Au sommaire du magazine Metropolis diffusé, samedi 19 décembre 2009 à 22 heures 30 :
Un regard sur notre culture et celle de nos voisins. Metropolis cultive la curiosité et le plaisir avec Rebecca Manzoni pour guide.
Madness
One Step Beyond a fait danser l’Angleterre thatchérienne et l’Europe toute entière en 1979. Ce titre incontournable et indémodable va faire à nouveau bouger les fans de Madness en concert puisque
30 plus tard, les instigateurs du ska sont de retour. Le groupe s’est reformé pour un album entièrement consacré à la ville de Londres. C’est donc là-bas que Metropolis est allé à leur rencontre,
avant la fin de leur tournée britannique qui s’achève à Edinburgh le 31 décembre.
Doc Brut : Soundpainting
Un drôle de nom pour un art musical plutôt étrange, le « soundpainting » est une discipline pratiquée par des… soundpainters. En quelques mots : il s’agit de signes (plus de 800) qui permettent de
décrire des sons et des mouvements, sans avoir à se parler, tout en continuant à créer. En musique, le soundpainting permet de mener des improvisations, de communiquer avec des musiciens tout en
jouant, en direct. Et ça s’apprend. Metropolis est allé suivre un cours de soundpainting donné par Jérôme Bardeau…
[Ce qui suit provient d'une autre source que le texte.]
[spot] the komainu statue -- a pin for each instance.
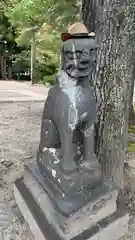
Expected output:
(66, 157)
« Les Vacances de M.Hulot », Jacques Tati
Jacques Tati aurait eu 102 ans cette année. Adepte du burlesque et fin observateur des mouvances de son temps, ses films ont marqué les esprits. Qui dit Tati dit Trafic, Play Time, Jour de fête,
mais aussi la Villa Arpel, la pipe, un personnage un peu gauche, etc. Metropolis s’est intéressé aux Vacances de Mr Hulot, l’un des plus gros succès du cinéaste récompensé par le Prix Louis-Delluc
en 1953, à l’occasion de la sortie, le 10 novembre en DVD, d’une version restaurée du film de Tati.
Les collectionneurs d’art
On peut avoir une représentation simpliste du collectionneur d’art : c’est un spéculateur qui cherche à s’enrichir par l’achat puis la vente d’œuvres ou une sorte de personnage balzacien qui aime
entasser et garder pour lui ses trésors, un monomaniaque. Metropolis a cherché à y voir de plus près : comment et pourquoi devient-on collectionneur ? Que poursuivent-ils dans leur quête incessante
d’objets ? Et quelle est l’influence des collectionneurs sur les expositions, les musées et le marché de l’art ? Rencontre avec Antoine de Galbert (collectionneur et directeur de la Maison Rouge),
Alain Cueff (commissaire d’exposition) et Emmanuel Perrotin (galeriste).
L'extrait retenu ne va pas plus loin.